Maar wat is dan de juiste begeleiding?
Na 20 minuten zitten is ons brein al bijna niet meer actief. Met baby's, peuters en kleuters zitten, is eigenlijk nutteloos; zij leren het meest door te bewegen en te spelen. Door met hun lichaam en hun zintuigen concepten te ervaren (zoals hoog en laag, breed en smal, vormen, gooien met blaadjes, hun lichaamsdelen laten dansen op muziek) waar vervolgens door een professionele begeleider met een Nederlandse moedertong de juiste begrippen bij worden benoemd.

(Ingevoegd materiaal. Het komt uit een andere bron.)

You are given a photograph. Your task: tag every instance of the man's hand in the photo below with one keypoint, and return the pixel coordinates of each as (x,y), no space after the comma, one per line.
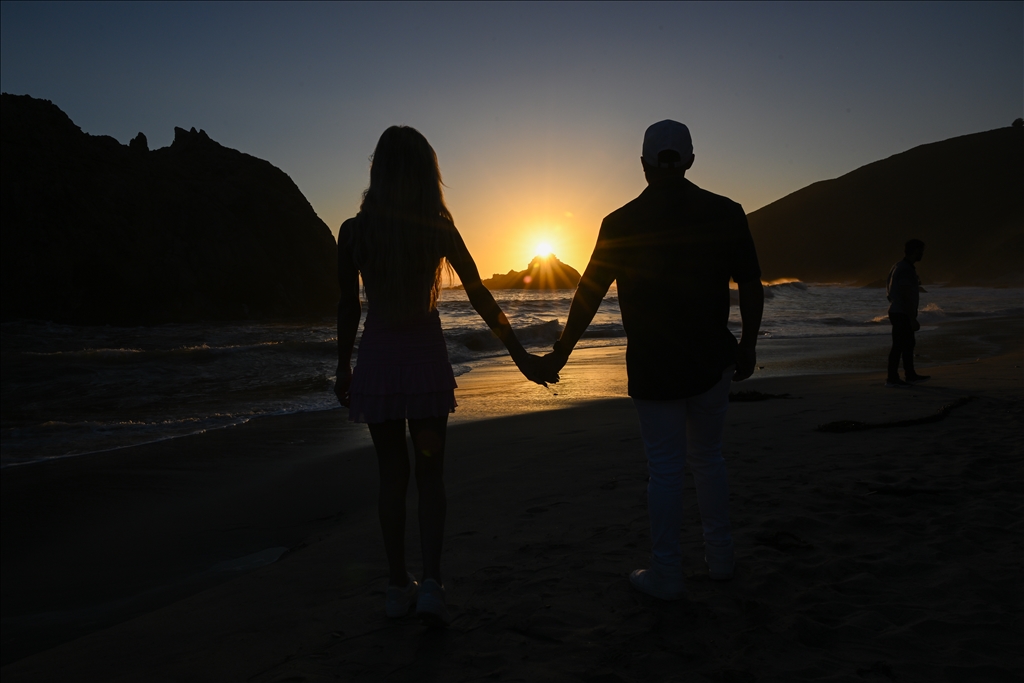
(553,363)
(343,382)
(532,369)
(747,359)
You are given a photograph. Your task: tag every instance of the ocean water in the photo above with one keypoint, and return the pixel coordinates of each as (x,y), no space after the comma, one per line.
(73,390)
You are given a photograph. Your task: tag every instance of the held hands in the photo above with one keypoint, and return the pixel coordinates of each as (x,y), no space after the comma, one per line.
(535,369)
(343,382)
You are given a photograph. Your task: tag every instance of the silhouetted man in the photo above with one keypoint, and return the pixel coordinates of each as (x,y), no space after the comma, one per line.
(902,290)
(672,251)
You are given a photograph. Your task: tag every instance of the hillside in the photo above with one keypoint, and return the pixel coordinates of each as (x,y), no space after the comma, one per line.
(95,231)
(964,197)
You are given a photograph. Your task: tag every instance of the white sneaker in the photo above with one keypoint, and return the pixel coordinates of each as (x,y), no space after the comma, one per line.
(397,601)
(659,582)
(430,606)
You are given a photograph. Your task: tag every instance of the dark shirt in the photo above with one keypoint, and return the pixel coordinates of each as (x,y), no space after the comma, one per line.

Hij luistert he-le-maal niet!
Zo was ik een paar jaar geleden in Gouda op een basisschool in een kleuterklas. De leerkracht waarschuwde me van tevoren al: "Van hem hoef je niets te verwachten hoor, hij komt net uit Polen en hij doet zo vervelend in de klas. Hij doet niet eens mee aan een kringgesprek en hij luistert ook he-le-maal niet." Meestal moedig ik leerkrachten aan om de les mee te doen, maar deze leerkracht had volgens mij een ander beeld nodig van deze leerling. Ik vroeg haar om aan de kant te gaan zitten en om de kinderen te observeren.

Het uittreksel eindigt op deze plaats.